Former South African public protector and lawyer Thulisile Madonsela has been named the “Forbes Person of the Year,” effectively making her the most influential business person in Africa in 2016. The news was revealed in a tweet from the magazine’s Twitter handle during the sixth annual awards dinner at the Radisson Blu hotel in Nairobi, Kenya.
— Forbes Africa (@forbesafrica) November 17, 2016
Madonsela was recognized for her courage in bringing corruption and inconsistencies to the forefront, despite facing death threats.
The publication of the report has effectively made her an enemy of the state and just last week the government issued a gag order against her.
The 54-year-old former public prosecutor has taken Zuma to court over corruption allegations twice, according to eNCA.
In the first instance, President Zuma was ordered to repay state funds which he had unlawfully used to renovate his Nkandla home. In his second appearance in court, he was ordered to allow Madonsela to publish the incriminating report.
According to BBC, President Zuma has survived three motions of no-confidence passed against him by the opposition this year based on the report. However, as president of the ruling African National Congress political party, he has yet to strip Madonsela of her membership.
Since the report was released, South Africans have called for the resignation of those implicated, including two executives of state electric company, Eskom. The company’s former CEO, Brian Molefe, and board member Mark Peminsky, both resigned earlier this week, according to Reuters.

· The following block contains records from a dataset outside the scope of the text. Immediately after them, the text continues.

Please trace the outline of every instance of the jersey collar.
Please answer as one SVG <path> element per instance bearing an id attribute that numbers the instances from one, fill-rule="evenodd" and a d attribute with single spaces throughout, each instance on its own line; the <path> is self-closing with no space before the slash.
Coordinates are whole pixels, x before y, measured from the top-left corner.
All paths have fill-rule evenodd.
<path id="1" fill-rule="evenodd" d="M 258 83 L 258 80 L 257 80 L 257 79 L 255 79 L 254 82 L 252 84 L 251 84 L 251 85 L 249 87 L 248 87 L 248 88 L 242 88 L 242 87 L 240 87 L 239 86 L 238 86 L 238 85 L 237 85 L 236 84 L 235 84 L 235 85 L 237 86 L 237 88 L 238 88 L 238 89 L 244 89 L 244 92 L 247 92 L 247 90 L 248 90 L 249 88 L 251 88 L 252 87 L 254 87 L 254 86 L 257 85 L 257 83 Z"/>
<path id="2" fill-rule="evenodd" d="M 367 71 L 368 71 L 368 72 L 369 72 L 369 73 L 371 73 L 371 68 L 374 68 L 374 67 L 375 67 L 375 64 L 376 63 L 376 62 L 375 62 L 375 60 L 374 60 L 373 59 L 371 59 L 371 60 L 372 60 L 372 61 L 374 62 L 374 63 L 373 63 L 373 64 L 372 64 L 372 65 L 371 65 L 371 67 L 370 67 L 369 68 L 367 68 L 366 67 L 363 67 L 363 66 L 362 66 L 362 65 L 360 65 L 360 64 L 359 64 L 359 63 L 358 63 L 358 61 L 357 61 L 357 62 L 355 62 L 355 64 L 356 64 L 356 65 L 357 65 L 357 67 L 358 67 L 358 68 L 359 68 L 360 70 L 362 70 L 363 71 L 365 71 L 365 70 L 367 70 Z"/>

The Eskom executives are accused of being involved in the irregular allocation of mining tenders.
Madonsela had to beat out other qualified nominees for the award, including Mauritius and Tanzanian president’s, Ameenah Gurib-Fakim and John Magufuli.
Other nominees included South Africa businessman Michiel Le Roux and the People of Rwanda.
Madonsela joins five other winners of the prestigious award, including Tanzanian businessman Mohammed Dewji in 2015, Nigerian businessman Aliko Dangote in 2014, Nigerian banker Akinwumi Adesina in 2013, Kenyan banker James Mwangi in 2012, and the former governor of the Central Bank of Nigeria Lamido Sanusi in 2011.
Madonsela has set a precedent by becoming the first woman, the first lawyer, and the first South African to hold the Forbes title.